The Great Guestimate

1627

What’s a few million people when counting illegal immigrants?

[Author’s Note: The Supreme Court’s ruling that America has no legitimate or valid interest in determining—in fact even in politely asking—who is a citizen in the country and who is not seems to have stunned many Americans but in actual fact it is merely the logical next step in the long but steady march to erase any meaningful distinction between American citizens and foreign nationals in America and one more step closer to eliminating sovereignty as a concept and the construct of the nation-state it implies. This prescient column was first published by the Ventura County Star and Gannett Newspapers in 2010.]  

By Mark Cromer

For the past 25 years, politicians and activists have played it fast and loose when it comes to estimating the size of the illegal immigrant population in the United States. Before the 1986 Simpson-Mazzoli Act, proponents of the amnesty insisted it would cover about 900,000 people in the country illegally.

By the time it was over, more than 3 million illegal immigrants had taken advantage of its provisions.

With President Obama and Congress vying this summer for politically safe footing in the treacherous terrain of immigration policy, one might assume that accurately assessing the true scope of the problem would be an urgent federal priority.

But it is not, nor is it likely to be anytime before the so-called comprehensive immigration reform that the president is pushing comes to a vote, as the one thing the Obama administration doesn’t want to do is spread panic.

In other words: keep the victim calm.

The 1986 amnesty triggered a land rush across the southern border that has resulted in a staggering population of illegal immigrants in the country today, though its massive size is acknowledged more in the way it is felt anecdotally across communities; through classrooms, emergency rooms and jail cells.

No one seems quite sure precisely how many millions of illegal immigrants are now here, least of all journalists covering the issue.

Earlier this month, the Los Angeles Times published a figure of 11 million illegal immigrants in one story, and then a few pages later in the same daily edition, used a figure of 12 million illegal immigrants in another story. That’s two news stories in the same newspaper on the same day identifying the same population—with a margin of error of a million or so people by the newspaper’s math alone.

Other newspapers and magazines of record have used figures as wildly divergent as 7 million to 15 million people when projecting the size of the illegal immigrant population.

Oh well, what’s a few million people—give or take—when counting illegal immigrants?

While think tanks ranging from the Pew Hispanic Center to the Center for Immigration Studies have estimated the number to be close to 11 million, Bear Stearns published a detailed study in 2005 that concluded the population of illegal immigrants could be as high as 20 million people.

The obvious-if-unspoken reality is that no one has any reliably accurate figure of precisely how many millions of people are illegally in the country. While that’s partly due to the clandestine nature of illegal immigration, much of this dearth of information is a result of government malfeasance and journalistic complicity.

Government at all levels has made it its responsibility to not count the numbers of illegal immigrants pouring into schools, hospitals, jails and the fraud-infested ledgers of its welfare rolls. With the threat of being accused of “racial profiling” hanging over its head like a Sword of Damocles, government agencies have been conditioned to simply look the other way.

And many journalists, whether by ideological concurrence or sheer professional laziness or some mixture of the two, now provide more cover than critical examination.

This can be seen in the reflexive use of the figure of 11 million illegal immigrants in stories around the country, a figure that has remained oddly static in much of the media over a period of years, as if there has been no discernable net growth in this population even as Mexico continues to dissolve into a morass of violent chaos and corruption.

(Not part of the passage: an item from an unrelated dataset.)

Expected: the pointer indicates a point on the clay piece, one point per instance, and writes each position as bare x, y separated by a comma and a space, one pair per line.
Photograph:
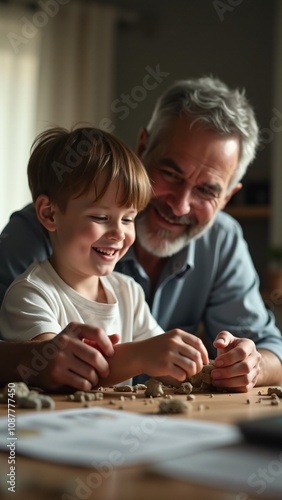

Journalistic complicity can also be seen in the unchallenged declarations from the White House about its “unprecedented” efforts to secure the border, allowing Homeland Security Secretary Janet Napolitano to offer vague assurances that “the numbers are all going the right way” when discussing interdiction and deportations.

It’s a complicity that allows politicians to piously declare a humane solution must be found for the millions of illegal immigrants that have established deep ties with American communities, without being challenged by questions of what should happen to the millions of other illegal immigrants that have arrived here over the past few years, whom have no deep or truly enduring ties.

Should they not be identified and deported? It’s a yes or no question, but one that is simply not asked. And what of those illegal immigrants who have ignored deportation orders, disappearing again into America. Should they not be found and shown the door?

These questions aren’t raised because the answers from the White House and the Congressional leadership are likely to further scare and enrage an already frightened and infuriated electorate. The result is a credibility gap that makes the dynamic between LBJ and the American people during the Vietnam War look like a simple misunderstanding.

Even in the absence of reliable data and in the face of journalistic acquiescence, the American people can safely bet on two things regarding an immigration reform bill: the problem is far larger than Washington will ever admit before the vote; and that illegal immigrants here just 15 minutes—let alone 15 years—will indeed be granted amnesty.